Una narrativa funcional a Moscú
La idea de un «nuevo orden multipolar» es central en la retórica de la política exterior rusa. No es una tesis nueva, pero sí una que cobra renovada fuerza en un contexto global tensionado por guerras, transiciones energéticas y desconfianza hacia las instituciones multilaterales.
Bajo este discurso, Rusia intenta justificar sus acciones en Ucrania, sus pactos con gobiernos autoritarios, y su rechazo a las reglas del orden internacional construido tras la Guerra Fría.
Pero más que describir una tendencia geopolítica real, la afirmación del embajador ruso busca instalar una narrativa alternativa: una donde las acciones de Moscú aparecen como legítimas respuestas a un sistema injusto. El problema es que esa “multipolaridad” muchas veces encubre atropellos al derecho internacional, represión interna, y expansión de zonas de influencia sin respeto por la autodeterminación de los pueblos.
América Latina, terreno fértil para el relato
Chile, históricamente alejado de las órbitas de poder euroasiáticas, ha comenzado a aparecer en el radar discursivo del Kremlin. La razón no es diplomática, sino comunicacional.
Rusia ha desplegado una intensa estrategia de influencia en América Latina, especialmente a través de medios digitales y redes sociales. En esa operación, medios afines a una visión antioccidental, cumplen un rol táctico: amplifican el discurso ruso sin contexto ni contraste, erosionando la mirada crítica de parte de la opinión pública.
La entrevista a Netcháyev no fue una excepción. En ella, el embajador presenta la multipolaridad como un proceso inevitable y positivo, sin que se le cuestionen las implicancias democráticas, ni mencione la invasión a Ucrania, las sanciones internacionales, o la represión dentro del propio territorio ruso. El resultado es una pieza más cercana a la propaganda que al periodismo.

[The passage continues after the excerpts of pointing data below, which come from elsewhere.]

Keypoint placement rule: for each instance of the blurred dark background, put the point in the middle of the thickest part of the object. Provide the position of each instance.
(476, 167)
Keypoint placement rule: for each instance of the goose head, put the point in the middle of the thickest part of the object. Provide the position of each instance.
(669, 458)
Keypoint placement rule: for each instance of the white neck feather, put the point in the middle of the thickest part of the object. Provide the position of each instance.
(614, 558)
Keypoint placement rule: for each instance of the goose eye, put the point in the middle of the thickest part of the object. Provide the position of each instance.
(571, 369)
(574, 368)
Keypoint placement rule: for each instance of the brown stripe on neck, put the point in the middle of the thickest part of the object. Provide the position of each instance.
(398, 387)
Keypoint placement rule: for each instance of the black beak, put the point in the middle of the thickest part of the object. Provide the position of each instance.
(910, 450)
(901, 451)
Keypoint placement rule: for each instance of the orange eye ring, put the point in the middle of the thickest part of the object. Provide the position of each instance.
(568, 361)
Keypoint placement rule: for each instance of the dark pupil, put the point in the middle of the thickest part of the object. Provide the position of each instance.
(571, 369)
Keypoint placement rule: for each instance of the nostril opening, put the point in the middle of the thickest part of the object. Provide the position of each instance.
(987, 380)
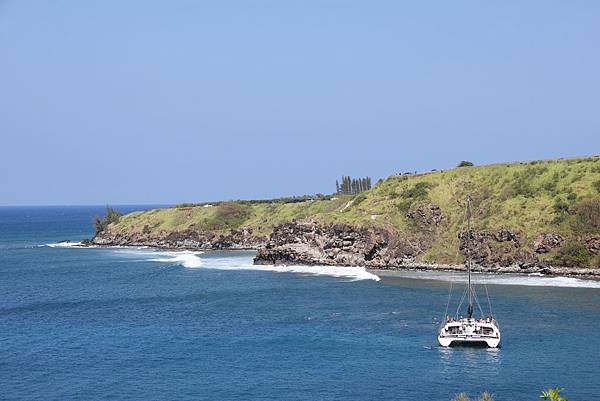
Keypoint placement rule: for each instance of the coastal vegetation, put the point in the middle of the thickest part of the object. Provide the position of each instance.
(549, 208)
(551, 394)
(352, 186)
(111, 216)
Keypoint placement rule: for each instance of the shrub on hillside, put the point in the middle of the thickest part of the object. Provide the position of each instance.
(111, 216)
(358, 199)
(231, 214)
(418, 191)
(587, 215)
(572, 254)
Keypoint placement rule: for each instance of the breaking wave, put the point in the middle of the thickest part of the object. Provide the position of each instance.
(501, 279)
(236, 262)
(354, 273)
(63, 244)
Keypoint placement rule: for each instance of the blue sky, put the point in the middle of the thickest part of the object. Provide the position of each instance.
(162, 102)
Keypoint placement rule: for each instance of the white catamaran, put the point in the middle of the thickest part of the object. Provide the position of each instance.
(468, 330)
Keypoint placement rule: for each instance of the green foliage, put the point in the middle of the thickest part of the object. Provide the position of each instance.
(358, 199)
(231, 215)
(350, 186)
(553, 394)
(111, 216)
(250, 202)
(528, 198)
(587, 216)
(418, 191)
(522, 181)
(573, 254)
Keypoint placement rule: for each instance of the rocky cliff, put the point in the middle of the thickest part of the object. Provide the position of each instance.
(310, 243)
(528, 217)
(190, 239)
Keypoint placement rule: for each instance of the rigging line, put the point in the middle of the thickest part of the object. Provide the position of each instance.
(488, 297)
(461, 301)
(452, 272)
(477, 301)
(484, 279)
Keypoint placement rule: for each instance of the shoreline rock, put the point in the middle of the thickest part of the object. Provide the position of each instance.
(312, 243)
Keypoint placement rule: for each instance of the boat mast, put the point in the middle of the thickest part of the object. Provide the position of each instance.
(469, 290)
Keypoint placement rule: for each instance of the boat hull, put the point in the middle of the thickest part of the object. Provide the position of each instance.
(474, 341)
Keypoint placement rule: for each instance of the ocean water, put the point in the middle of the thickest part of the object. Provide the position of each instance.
(139, 324)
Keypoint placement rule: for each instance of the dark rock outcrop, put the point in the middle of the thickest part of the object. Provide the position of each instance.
(312, 243)
(338, 244)
(242, 238)
(592, 243)
(546, 242)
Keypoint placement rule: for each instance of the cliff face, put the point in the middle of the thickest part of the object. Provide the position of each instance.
(526, 216)
(187, 239)
(311, 243)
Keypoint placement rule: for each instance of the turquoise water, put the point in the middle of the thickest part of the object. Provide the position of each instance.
(145, 325)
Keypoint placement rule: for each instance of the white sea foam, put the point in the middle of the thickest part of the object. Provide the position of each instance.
(184, 258)
(501, 279)
(237, 263)
(64, 244)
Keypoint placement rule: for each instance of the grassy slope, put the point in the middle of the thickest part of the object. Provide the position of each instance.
(521, 196)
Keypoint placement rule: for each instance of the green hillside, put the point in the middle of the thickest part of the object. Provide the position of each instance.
(554, 196)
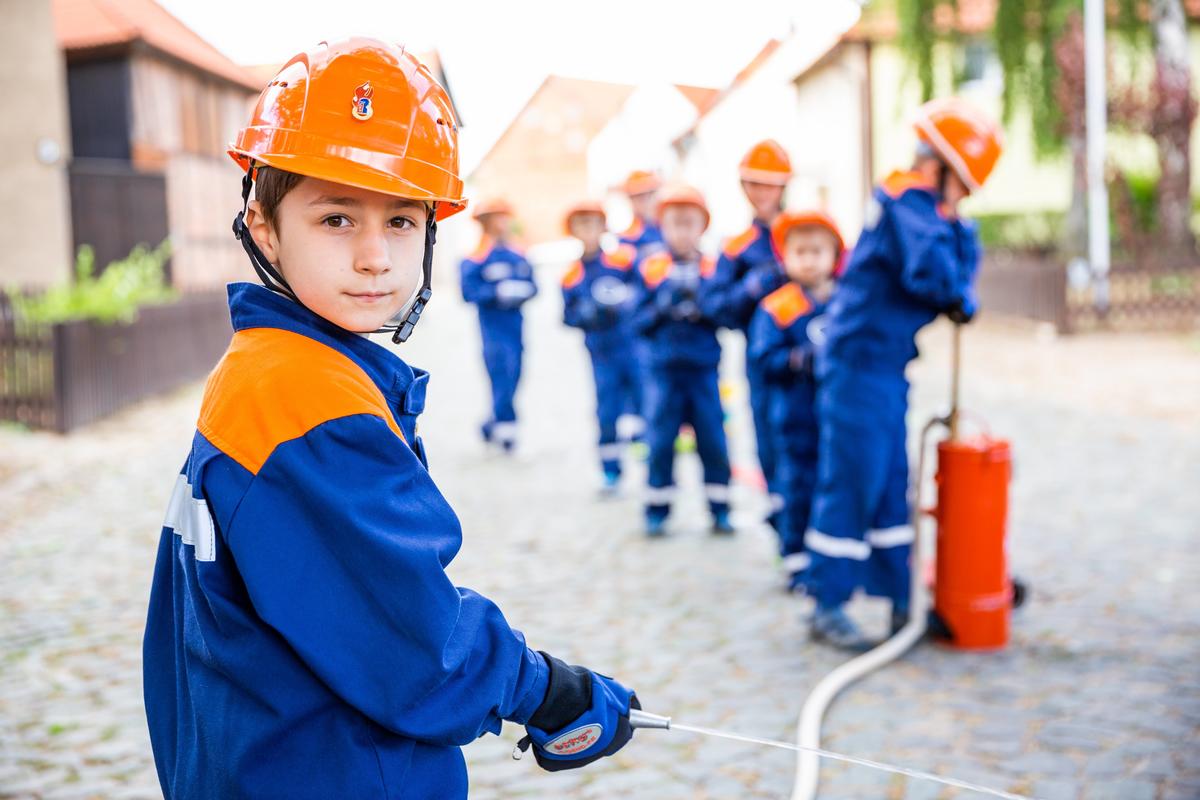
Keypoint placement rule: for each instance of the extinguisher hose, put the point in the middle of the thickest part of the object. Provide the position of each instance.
(808, 768)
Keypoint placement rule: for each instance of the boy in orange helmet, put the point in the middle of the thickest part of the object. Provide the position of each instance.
(599, 292)
(682, 356)
(498, 280)
(785, 335)
(747, 272)
(642, 190)
(916, 259)
(303, 637)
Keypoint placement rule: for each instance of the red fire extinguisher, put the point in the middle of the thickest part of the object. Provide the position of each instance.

Chile y su lugar en el mundo
Nuestro país ha sostenido, con distintas administraciones, una política exterior basada en el respeto a los derechos humanos, el multilateralismo democrático y la economía abierta. En ese contexto, la instalación de una narrativa impulsada por potencias autoritarias debería ser observada con atención. Más aún si esa narrativa se difunde sin crítica en medios locales, aprovechando los vacíos editoriales y la creciente polarización.
La pregunta de fondo es si Chile está preparado para enfrentar este tipo de influencia blanda. Porque más allá de las declaraciones diplomáticas, lo que se está disputando es el terreno de las ideas, el relato sobre el orden global, y la legitimidad de los actores que buscan redefinirlo.
El rol de los medios: no todo vale
En tiempos de desinformación sistémica, los medios tienen la responsabilidad de filtrar, contextualizar y contrastar. No se trata de censurar voces, sino de ejercer el criterio editorial mínimo que exige la ética periodística. Reproducir sin filtros el discurso de una potencia en guerra, con serios cuestionamientos democráticos, es una irresponsabilidad.
Rusia quiere instalar su relato global. Pero si los medios no son capaces de distinguir entre análisis y propaganda, lo que está en juego no es solo la calidad del debate público, sino también nuestra soberanía comunicacional.